Belajarlah bersahabat seperti anak kecil yang selalu merasa gembira dan tak pernah dendam. Yang ada hanyalah gembira dengan tulus. Mereka selalu apa adanya dengan sahabat sepermainannya. Jika tersakiti – membuatnya menangis – tetap bermain bersama dengan tulus. Mereka belum mengenal kata dendam dan sakit hati. Mereka menjadi dendam dan sakit hati justru ketika orang dewasa ikut campur dalam relasi persahabatan mereka: mulai ada doktrin-doktrin yang hendak membatasi cara bermain dan bergaul mereka.

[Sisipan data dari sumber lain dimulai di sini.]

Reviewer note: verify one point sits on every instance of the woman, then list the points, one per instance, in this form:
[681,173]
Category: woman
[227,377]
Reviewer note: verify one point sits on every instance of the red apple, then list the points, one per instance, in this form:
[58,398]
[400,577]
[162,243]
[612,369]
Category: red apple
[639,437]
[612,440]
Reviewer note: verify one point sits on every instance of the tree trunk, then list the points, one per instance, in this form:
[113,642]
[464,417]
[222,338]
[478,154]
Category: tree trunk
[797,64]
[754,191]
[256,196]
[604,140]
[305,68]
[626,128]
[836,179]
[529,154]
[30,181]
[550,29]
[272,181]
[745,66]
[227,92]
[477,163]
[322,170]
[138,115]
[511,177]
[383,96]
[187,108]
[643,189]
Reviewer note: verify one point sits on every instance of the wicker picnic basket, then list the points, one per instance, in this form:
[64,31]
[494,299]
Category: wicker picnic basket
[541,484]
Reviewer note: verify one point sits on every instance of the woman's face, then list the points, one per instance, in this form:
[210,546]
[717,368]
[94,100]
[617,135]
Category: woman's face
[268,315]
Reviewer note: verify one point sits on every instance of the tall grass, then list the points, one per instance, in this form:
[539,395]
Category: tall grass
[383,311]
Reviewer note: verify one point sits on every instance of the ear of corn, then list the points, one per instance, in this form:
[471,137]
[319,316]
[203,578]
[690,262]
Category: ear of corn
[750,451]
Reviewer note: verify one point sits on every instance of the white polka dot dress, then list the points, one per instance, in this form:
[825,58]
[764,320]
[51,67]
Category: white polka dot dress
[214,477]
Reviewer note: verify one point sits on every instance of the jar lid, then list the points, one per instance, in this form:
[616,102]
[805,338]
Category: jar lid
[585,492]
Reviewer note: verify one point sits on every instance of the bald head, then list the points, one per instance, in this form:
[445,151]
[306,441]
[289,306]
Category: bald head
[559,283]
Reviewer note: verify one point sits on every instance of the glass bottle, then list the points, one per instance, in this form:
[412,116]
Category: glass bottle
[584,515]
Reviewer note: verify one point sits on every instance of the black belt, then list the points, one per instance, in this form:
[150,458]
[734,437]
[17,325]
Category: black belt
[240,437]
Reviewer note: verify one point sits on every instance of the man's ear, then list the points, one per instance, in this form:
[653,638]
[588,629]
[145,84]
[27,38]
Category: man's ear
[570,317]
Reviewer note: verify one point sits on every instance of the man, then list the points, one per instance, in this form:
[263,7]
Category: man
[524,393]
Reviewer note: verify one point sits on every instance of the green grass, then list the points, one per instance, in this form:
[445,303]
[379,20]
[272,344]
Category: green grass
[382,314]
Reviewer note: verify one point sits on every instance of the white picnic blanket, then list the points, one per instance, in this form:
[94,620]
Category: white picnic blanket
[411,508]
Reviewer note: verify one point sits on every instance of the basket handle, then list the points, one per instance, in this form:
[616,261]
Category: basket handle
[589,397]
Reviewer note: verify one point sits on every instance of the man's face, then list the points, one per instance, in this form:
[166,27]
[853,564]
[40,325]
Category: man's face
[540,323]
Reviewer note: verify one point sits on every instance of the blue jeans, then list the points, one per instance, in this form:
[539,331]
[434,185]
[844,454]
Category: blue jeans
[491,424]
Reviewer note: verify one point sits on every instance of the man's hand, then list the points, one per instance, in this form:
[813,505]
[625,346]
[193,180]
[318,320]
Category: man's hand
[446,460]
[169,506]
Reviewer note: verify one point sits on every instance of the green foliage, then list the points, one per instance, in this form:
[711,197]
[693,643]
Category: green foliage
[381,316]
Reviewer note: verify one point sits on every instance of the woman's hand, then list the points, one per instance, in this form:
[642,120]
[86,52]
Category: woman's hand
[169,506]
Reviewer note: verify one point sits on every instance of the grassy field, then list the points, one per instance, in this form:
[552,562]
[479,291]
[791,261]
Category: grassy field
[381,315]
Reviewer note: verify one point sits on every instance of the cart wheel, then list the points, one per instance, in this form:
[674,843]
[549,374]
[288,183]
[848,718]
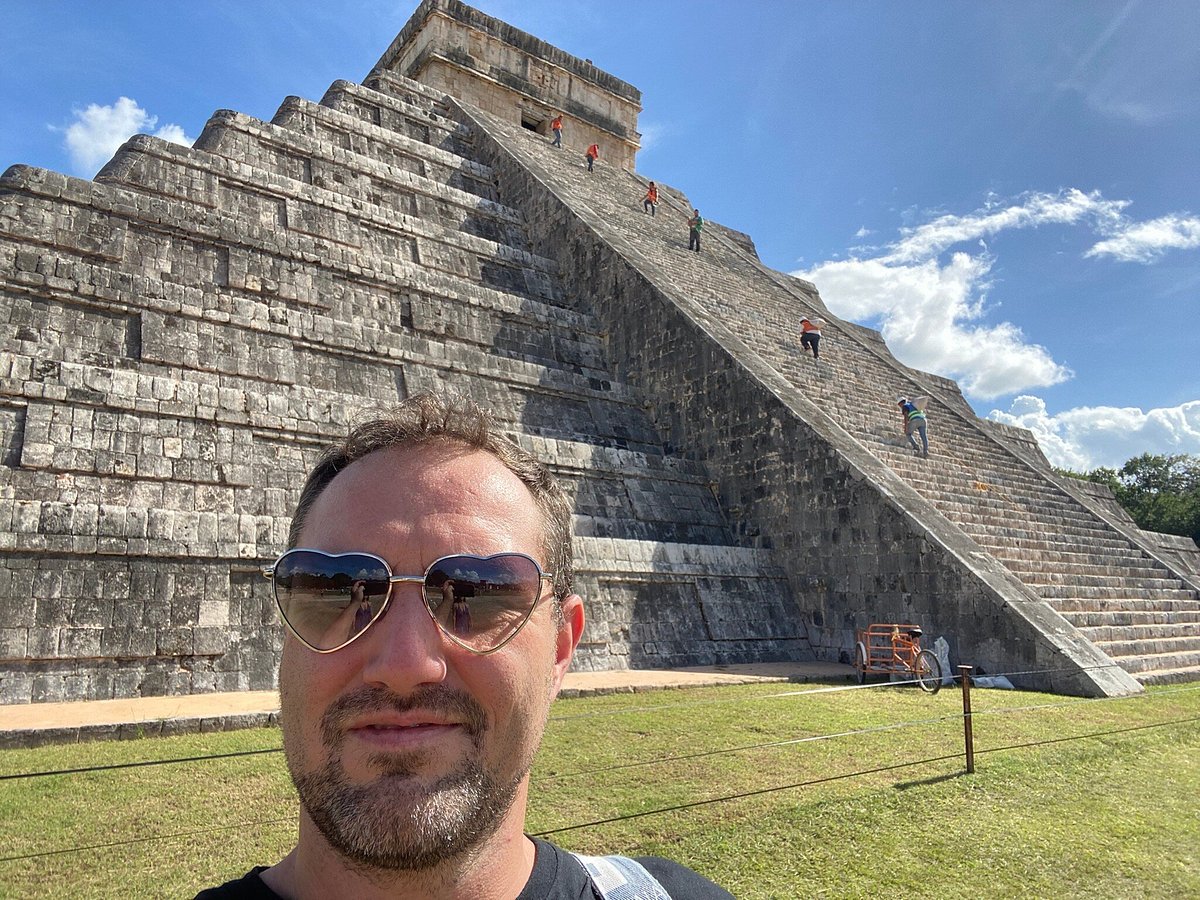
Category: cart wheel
[861,661]
[929,672]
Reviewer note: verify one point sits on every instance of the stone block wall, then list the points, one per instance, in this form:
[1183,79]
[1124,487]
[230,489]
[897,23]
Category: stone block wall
[484,61]
[855,541]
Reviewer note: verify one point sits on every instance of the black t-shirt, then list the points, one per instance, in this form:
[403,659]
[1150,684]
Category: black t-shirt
[556,875]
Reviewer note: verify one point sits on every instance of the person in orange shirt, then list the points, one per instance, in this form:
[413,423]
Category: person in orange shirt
[810,335]
[652,199]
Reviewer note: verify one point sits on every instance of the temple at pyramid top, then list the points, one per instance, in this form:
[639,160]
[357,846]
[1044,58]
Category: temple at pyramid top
[504,71]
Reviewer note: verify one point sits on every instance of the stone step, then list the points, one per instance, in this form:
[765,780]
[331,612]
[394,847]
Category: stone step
[101,222]
[1104,582]
[396,85]
[214,329]
[1113,635]
[349,132]
[405,111]
[1036,571]
[294,155]
[1147,659]
[1119,618]
[1137,604]
[725,283]
[531,406]
[1081,592]
[323,219]
[1169,676]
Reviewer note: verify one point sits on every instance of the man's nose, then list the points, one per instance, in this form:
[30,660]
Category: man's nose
[405,647]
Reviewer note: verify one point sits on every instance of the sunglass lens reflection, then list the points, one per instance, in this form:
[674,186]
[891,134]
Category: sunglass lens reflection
[328,600]
[481,603]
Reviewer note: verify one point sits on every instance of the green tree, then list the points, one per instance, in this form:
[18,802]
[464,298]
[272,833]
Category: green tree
[1161,493]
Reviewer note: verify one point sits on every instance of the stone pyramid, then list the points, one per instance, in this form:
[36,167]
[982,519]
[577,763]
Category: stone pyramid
[185,331]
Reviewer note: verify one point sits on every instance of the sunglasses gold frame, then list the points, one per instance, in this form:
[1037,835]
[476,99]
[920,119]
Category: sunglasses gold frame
[269,573]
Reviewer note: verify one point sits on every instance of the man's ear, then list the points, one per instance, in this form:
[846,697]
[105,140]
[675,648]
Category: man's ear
[568,639]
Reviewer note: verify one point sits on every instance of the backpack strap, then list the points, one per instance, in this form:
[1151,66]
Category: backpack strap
[622,879]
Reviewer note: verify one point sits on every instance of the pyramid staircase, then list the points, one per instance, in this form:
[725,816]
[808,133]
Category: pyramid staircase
[186,331]
[1102,581]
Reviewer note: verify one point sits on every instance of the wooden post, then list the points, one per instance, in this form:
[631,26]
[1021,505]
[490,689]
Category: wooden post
[967,735]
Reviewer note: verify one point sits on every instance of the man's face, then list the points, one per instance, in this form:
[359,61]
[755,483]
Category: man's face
[407,749]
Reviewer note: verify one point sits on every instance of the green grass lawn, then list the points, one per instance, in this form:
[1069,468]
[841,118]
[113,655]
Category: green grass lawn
[1109,816]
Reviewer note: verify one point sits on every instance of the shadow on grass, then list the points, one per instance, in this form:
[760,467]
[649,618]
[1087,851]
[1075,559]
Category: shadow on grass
[925,781]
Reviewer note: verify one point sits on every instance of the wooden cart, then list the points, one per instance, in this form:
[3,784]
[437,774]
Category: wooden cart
[893,648]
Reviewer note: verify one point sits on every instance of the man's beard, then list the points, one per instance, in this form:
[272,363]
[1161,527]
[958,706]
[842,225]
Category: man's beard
[397,822]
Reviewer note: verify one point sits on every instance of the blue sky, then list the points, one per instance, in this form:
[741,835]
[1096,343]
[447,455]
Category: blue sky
[1008,190]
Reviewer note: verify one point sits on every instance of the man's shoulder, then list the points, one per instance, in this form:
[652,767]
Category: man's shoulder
[558,874]
[249,887]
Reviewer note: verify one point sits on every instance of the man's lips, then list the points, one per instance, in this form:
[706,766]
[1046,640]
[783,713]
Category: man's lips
[403,731]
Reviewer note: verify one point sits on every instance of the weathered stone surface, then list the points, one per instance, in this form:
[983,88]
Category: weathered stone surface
[180,336]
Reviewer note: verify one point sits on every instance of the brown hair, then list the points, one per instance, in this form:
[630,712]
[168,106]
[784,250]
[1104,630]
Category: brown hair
[429,418]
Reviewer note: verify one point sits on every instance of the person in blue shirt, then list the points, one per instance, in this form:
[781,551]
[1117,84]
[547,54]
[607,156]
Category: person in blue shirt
[913,412]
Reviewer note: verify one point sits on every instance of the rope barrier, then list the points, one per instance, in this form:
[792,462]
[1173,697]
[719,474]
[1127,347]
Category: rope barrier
[630,711]
[175,835]
[675,808]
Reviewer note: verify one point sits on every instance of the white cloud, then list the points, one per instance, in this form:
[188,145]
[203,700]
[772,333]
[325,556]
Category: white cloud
[1146,241]
[928,289]
[929,306]
[1063,208]
[99,132]
[1087,437]
[925,311]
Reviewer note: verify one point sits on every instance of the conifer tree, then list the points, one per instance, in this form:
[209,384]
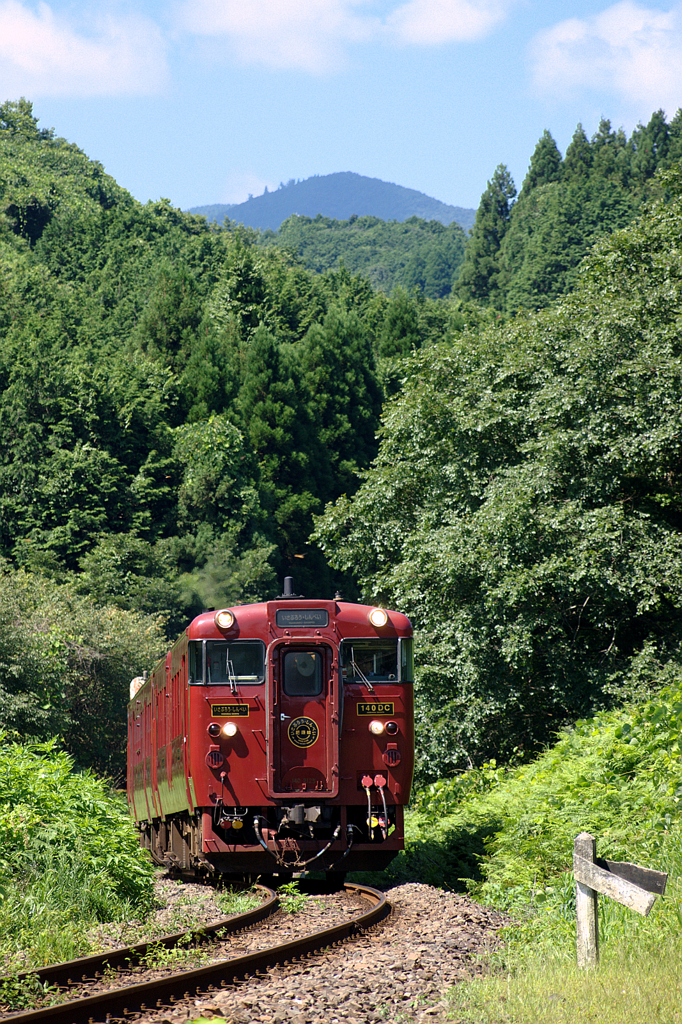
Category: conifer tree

Jika Anda pergi ke suatu daerah yang baru dengan bahasa yang baru serta tradisi yang baru, bergaul dan bersahabatlah dengan anak-anak. Mereka akan dengan tulus membantu Anda untuk belajar bahasa. Mereka akan dengan spontan dan tanpa segan membenarkan pembicaraan Anda jika salah, atau jika Anda belum tahu kebiasaan di tempat itu mereka akan memberitahumu tanpa segan. Mereka tidak memikirkan apakah yang akan dikatakan itu menyinggung perasaanmu, karena mereka hanya menghendaki Anda segera bisa berbicara dalam bahasa mereka.

Dalam bersahabat, belajarlah untuk tulus seperti anak-anak, karena mereka hanya tahu memberi dan memberi karena mereka tahu itu penting bagimu. Hal-hal lain seperti mendapatkan imbalan darimu hanyalah bonus dari kebaikan mereka. Dan mereka membantumu bukan untuk mendapatkan permen, tetapi agar Anda segera masuk dalam situasi dan budaya yang mereka tahu dan hidupi.